While many restaurants are taking a big fat hit from the pandemic, right now there's one clear winner, and it's pizza.

In the wake of this economic carnage, restaurants like Sweetgreen—dubbed a $15 salad company in this piece from Marker—are losing business like crazy. Marker reports that Sweetgreen is laying off 20% (!!!) of its corporate jobs due to these lousy times after its sales took a big dump in the eight weeks after the pandemic started, falling by 60%. I'm no mathematician, but that is not a step in the right direction.

Days of the office desk salad are gone for now. When I worked in an office in downtown Chicago, desk salad (if you know, you know) was something that happened about once or twice a week. I do not miss those cubicle salad days.

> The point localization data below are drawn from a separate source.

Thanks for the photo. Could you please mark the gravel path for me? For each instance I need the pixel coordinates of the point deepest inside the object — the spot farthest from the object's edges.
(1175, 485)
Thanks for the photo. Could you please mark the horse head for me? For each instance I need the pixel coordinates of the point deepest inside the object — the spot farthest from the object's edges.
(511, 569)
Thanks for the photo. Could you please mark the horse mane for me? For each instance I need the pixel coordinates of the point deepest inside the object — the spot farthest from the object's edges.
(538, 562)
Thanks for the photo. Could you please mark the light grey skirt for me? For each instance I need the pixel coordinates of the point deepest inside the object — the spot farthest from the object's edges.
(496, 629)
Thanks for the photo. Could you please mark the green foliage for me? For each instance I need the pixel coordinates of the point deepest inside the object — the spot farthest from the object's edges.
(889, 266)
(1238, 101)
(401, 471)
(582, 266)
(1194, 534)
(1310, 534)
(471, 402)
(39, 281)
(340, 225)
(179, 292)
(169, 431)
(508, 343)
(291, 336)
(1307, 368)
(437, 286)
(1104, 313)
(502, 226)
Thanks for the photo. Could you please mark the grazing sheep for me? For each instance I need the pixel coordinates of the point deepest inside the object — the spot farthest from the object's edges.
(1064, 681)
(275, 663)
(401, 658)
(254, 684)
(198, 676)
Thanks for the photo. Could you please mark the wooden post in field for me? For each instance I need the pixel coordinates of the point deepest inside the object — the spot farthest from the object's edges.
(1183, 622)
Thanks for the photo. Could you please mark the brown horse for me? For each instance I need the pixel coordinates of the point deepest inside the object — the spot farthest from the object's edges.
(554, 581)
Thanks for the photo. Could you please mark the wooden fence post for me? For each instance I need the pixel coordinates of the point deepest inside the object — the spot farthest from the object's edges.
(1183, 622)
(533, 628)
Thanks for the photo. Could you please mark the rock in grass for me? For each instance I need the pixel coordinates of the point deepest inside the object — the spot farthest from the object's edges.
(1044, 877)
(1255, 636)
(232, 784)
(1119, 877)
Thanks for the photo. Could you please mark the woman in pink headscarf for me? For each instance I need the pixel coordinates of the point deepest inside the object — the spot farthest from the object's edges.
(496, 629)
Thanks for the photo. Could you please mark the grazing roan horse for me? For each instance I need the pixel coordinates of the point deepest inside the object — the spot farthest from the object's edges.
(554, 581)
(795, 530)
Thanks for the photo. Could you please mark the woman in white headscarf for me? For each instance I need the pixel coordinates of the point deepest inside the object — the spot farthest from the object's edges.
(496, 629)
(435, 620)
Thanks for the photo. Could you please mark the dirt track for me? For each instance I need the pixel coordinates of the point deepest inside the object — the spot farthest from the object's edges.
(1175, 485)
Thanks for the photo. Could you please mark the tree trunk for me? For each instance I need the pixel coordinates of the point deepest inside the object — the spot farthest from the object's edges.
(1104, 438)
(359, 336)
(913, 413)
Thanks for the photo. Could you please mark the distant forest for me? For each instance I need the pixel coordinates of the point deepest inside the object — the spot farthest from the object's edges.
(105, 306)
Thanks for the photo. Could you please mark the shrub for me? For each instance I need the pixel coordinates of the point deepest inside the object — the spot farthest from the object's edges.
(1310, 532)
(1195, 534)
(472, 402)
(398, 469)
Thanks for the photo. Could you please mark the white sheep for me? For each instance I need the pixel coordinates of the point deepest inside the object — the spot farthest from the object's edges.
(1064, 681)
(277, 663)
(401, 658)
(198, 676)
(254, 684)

But right now, pizza is dominating. Fast food pizza is crushing it, with Papa John's recently reporting an uptick of 23.8% in quarterly same-store sales. (Not all pizza restaurants, however: in my most recent job as a pizza-slinger, our restaurant was surviving, but it was not by any means achieving the same success we had pre-pandemic. With third-party apps sapping 30% of each order along with lower sales, that's a big hit.)

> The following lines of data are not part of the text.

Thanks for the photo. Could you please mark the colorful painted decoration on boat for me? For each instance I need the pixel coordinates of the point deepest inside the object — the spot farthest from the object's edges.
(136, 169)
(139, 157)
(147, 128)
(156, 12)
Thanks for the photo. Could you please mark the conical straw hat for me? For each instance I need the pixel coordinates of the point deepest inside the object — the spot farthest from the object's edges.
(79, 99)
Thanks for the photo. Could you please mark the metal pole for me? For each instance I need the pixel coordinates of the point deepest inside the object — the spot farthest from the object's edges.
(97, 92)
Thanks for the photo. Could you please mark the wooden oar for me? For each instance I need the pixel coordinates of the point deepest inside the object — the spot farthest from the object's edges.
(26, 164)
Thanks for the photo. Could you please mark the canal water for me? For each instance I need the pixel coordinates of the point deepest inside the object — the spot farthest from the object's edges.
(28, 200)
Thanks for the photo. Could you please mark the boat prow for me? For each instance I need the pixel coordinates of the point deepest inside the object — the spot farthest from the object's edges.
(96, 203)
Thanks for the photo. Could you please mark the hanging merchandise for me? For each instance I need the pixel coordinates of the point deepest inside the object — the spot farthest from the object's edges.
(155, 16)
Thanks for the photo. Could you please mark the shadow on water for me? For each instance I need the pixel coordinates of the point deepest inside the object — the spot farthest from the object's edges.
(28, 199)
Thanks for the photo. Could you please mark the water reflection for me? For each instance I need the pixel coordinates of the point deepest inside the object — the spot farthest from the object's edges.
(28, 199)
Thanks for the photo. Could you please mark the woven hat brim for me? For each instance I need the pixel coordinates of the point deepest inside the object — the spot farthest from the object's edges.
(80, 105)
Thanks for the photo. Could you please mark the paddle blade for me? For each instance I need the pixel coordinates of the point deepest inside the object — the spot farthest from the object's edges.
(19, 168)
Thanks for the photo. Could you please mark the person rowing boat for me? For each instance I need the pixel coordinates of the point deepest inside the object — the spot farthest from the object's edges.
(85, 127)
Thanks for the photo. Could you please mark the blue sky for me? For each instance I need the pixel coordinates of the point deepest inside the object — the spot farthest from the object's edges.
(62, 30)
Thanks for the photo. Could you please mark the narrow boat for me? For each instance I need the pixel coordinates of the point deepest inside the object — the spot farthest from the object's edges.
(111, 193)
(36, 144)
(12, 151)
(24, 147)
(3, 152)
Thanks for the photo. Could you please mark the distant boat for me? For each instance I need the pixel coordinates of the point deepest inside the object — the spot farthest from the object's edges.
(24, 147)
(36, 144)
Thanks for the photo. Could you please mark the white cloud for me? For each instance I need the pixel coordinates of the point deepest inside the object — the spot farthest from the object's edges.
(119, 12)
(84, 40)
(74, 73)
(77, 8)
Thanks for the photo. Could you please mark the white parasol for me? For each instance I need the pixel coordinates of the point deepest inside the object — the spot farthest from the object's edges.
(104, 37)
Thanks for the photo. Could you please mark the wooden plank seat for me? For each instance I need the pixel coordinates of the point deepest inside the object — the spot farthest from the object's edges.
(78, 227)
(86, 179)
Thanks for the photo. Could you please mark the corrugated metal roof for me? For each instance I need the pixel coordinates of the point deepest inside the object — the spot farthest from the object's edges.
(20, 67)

That being said, pizza is quietly a business force to be reckoned with. Profit margins on pizza are larger than that on most other dishes, giving pizza restaurants more of a cushion. There's added benefits to pizza. It travels relatively well, and it also reheats well. (Pro tip from me: order your pizza uncut and slice it yourself, or reheat it in your oven until the cheese starts bubbling again. Pizzas that are pre-cut get soggy much faster and nobody wants to receive a soggy pizza.)

There's the other intangible things too. When I'm working from home the idea of getting an expensive salad delivered just doesn't have the weirdly nostalgic appeal as taking that stressed-out brisk walk down a city block to pick it up myself. A pizza for that same price always sounds way, way, better.